The monkeypox virus, also known as mpox, is undergoing significant evolutionary changes as a result of ongoing transmission among humans, scientists have said.
This evolution is marked by emergence of various lineages characterised by mutations resulting from interactions with the human immune system.
Findings from studies sequencing mpox genome suggest that the virus that has been circulating within the human population since 2016 had diversified into several lineages in humans. This signals capacity for hyper-mutation if left unchecked, and sustained human-to-human transmission rather than zoonosis as the source of new cases.
The authors of the study say their findings challenge the prevailing understanding of mpox as a zoonotic disease and emphasize a need to revise public health messaging, outbreak management, and control strategies related to mpox in light of these sustained human-to-human transmissions.
Traditionally, monkeypox has been considered a disease transmitted to humans through contact with rodents and was believed to be endemic to West and Central Africa.
The first cases of human infection were observed in the 1970s, primarily affecting infants and children.
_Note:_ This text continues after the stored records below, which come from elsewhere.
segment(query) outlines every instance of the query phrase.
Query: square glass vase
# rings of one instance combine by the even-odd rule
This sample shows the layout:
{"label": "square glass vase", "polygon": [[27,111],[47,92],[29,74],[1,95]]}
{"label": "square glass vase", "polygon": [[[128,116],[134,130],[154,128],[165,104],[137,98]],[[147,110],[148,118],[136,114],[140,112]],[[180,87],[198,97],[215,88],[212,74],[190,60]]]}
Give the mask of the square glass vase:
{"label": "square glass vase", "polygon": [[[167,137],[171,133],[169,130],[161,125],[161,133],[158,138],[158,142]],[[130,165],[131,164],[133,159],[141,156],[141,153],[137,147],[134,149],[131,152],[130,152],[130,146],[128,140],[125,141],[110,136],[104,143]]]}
Subsequent cases were often treated as isolated incidents with limited transmission within the human population. However, in 2022, a global epidemic of monkeypox emerged, with cases reported outside of regions known to harbour the virus's natural reservoirs. This indicated that the infection was not solely a result of zoonotic transmission.
Comparisons of monkeypox virus genome sequences from 2018 and those from the 2022 epidemic revealed a mutation rate higher than expected for double-stranded DNA viruses.
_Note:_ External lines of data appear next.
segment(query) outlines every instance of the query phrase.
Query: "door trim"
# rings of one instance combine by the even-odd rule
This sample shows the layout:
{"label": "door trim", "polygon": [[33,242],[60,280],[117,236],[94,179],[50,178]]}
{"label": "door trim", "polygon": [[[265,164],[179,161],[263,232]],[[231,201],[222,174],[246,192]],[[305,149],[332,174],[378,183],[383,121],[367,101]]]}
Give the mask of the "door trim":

“Most of these mutations were characteristic of changes which are typically associated with the activity of an antiviral enzyme in the human immune system called APOBEC3. This suggests that the virus is undergoing sustained transmission among humans rather than repeated spillover from animals,” said Áine O’Toole and her team from the University of Edinburgh, last week.
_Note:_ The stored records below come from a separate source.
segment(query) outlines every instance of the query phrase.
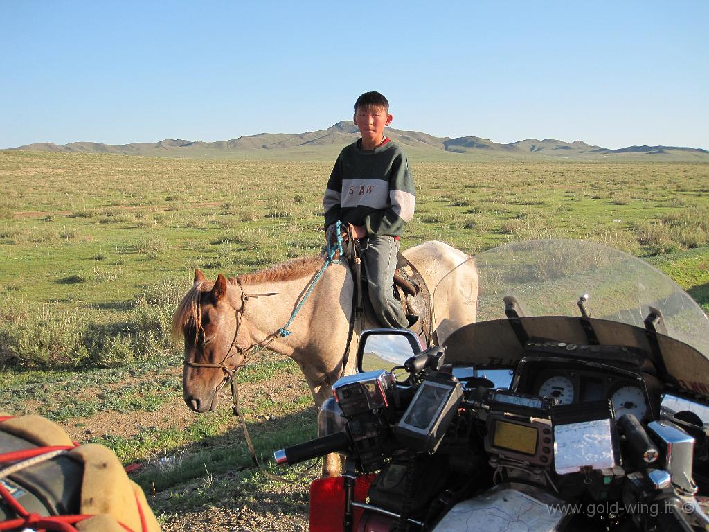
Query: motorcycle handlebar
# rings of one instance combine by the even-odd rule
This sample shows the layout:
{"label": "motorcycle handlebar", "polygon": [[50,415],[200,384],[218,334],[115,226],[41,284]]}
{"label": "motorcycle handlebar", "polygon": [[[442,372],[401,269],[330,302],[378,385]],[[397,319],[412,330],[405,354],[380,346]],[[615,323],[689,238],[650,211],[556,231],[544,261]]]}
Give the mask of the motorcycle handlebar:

“Surveillance needs to be global if MPXV is to be eliminated from the human population and then prevented from reemerging.”
To further investigate this phenomenon, O'Toole and colleagues developed a molecular clock method to track the virus's evolution. The results confirmed that the globally distributed B.1 lineage of monkeypox in humans exhibited numerous mutations associated with APOBEC3 exposure signaling a shift towards sustained transmission within the human population.
Based on an estimated rate of approximately six APOBEC3 mutations per year, O’Toole concluded that the recent clade IIb of the monkeypox virus has been circulating in humans since at least 2016.
Despite the decline of the B.1 lineage worldwide, the investigators stress that the human epidemic from which it originated continues to persist. They argue that global surveillance efforts are necessary to eliminate monkeypox from the human population and prevent its reemergence.
The study highlights the urgency of addressing the evolving nature of the virus and underscores the importance of implementing effective measures to control and eradicate monkeypox.
“Although the B.1 lineage across the world is now diminished – though not yet eradicated – the human epidemic from which it arose continues unabated,” said O’Toole. “Surveillance needs to be global if MPXV is to be eliminated from the human population and then prevented from reemerging.”